Figure 2. Selected slice of an example dataset. A) Gridding reconstruction of unsorted (and motion unresolved) volume as obtained at the scanner. B) After data sorting in 15 cardiac phases and 4 respiratory bins, a gridding reconstruction of a diastolic phase at end-expiration shows substantial streaking artifacts. C) The same slice shows improved image quality after 5D-GRASP reconstruction along cardiac and respiratory motion states.

(Animated) Figure 3. Selected slice from an example dataset after sorting cardiac and respiratory phases. Gridding reconstruction of cardiac phases at end-expiration (A) and respiratory phases in diastole (B) show heavy streaking artifacts. 5D-GRASP reconstruction of the same dataset shows improved quality through cardiac (C) and respiratory (D) phases.

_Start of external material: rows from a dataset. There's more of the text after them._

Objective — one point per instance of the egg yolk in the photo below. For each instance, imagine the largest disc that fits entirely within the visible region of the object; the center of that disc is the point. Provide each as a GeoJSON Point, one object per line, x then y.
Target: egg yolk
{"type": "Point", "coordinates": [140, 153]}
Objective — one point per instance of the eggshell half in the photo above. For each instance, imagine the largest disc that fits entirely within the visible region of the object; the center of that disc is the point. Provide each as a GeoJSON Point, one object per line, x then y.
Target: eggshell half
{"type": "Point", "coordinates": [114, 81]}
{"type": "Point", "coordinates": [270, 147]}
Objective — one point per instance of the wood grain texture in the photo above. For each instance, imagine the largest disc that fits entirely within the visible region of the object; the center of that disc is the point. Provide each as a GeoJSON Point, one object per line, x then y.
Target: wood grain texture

(Animated) Figure 4. 5D-GRASP images from a diastolic phase at end-expiration in all 3 healthy subjects show good quality in slices where the RCA is visible.

Figure 5. From the 5D-GRASP reconstruction, diastolic data at end-expiration were selected in the 3 healthy subjects for visualization of the coronary arteries and for volumetric CSA assessment. Multiplanar reformats show good quality of proximal RCAs in all volunteers. Top insets show 3D rendering of coronary arteries with center-line tracking and full-width at half maximum 3D segmentation for CSA. Image insets show lumen cross-sectional view after reslicing of 2-fold zero-filled original data at the locations indicated by the dotted lines. Bottom panels show CSA measures along the center-line for each subject.